In a password grant use case two OAuth clients are registered with SSO. The first client may be a "native application" presenting user interfaces to the end-user. The first client may also for example be a simple command-line client or other backend application in a server-to-server integration scenario. The second client is usually a web service or resource server providing API services to the first client. 

The first client wants to get an access token for calling the resource server API services. The resource server validates the access token it receives by calling the tokeninfo service. The tokeninfo service returns claims and attributes describing the authenticated user.

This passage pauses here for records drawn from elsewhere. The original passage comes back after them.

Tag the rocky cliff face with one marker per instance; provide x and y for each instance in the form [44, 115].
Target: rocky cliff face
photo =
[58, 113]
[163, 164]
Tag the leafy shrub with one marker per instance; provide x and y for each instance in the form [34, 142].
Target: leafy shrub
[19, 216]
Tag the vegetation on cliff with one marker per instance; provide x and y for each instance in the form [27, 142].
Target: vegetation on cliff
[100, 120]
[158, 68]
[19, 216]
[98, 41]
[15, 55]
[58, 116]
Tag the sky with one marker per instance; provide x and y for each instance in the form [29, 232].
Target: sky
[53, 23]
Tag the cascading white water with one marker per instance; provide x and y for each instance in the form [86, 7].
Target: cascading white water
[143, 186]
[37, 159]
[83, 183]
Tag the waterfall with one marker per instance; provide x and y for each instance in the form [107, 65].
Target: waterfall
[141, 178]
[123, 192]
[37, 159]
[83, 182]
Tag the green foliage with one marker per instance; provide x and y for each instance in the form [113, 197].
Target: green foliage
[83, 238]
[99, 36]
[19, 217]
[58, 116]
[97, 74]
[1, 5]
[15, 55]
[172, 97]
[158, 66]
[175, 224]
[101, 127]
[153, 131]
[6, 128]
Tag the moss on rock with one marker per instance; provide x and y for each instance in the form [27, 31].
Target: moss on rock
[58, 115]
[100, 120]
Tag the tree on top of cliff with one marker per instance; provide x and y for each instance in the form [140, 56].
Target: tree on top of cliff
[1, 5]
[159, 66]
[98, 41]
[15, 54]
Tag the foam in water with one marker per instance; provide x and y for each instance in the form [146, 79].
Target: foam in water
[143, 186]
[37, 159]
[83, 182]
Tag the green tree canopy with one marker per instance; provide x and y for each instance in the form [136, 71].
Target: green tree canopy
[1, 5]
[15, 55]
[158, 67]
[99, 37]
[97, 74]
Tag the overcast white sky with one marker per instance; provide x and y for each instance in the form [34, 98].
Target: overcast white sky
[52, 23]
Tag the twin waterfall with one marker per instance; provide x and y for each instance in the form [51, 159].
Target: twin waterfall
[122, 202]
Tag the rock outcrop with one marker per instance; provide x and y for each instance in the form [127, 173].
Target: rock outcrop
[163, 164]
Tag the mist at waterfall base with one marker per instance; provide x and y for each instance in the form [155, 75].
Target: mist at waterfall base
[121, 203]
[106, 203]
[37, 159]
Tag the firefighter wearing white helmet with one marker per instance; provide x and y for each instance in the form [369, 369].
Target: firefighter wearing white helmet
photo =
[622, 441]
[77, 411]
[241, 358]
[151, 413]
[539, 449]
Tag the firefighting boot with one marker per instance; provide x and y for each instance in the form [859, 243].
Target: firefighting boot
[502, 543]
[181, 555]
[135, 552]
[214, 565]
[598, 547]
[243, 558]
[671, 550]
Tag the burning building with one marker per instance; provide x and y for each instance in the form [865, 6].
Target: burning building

https://tools.ietf.org/html/rfc6749#section-4.3.2

Required parameters

• grant_type = password

Allowed by default

• scope = openid <resource id …>

• "openid"  → the token response will contain id_token

• "<resource id …>" → Client Identifiers (client_id) of other OAuth 2.0 clients acting as a resource servers. The clients specified here are allowed to use the returned access token.

  • For clients registered using the Client Registration and Activation endpoint, their client_id is returned in the Registration Response.

  • By default, the client_id of the client making the token request is always implicitly included in the scope parameter. This means that the client making the token request is allowed use the access token itself, even if their client_id is not included in the scope parameter.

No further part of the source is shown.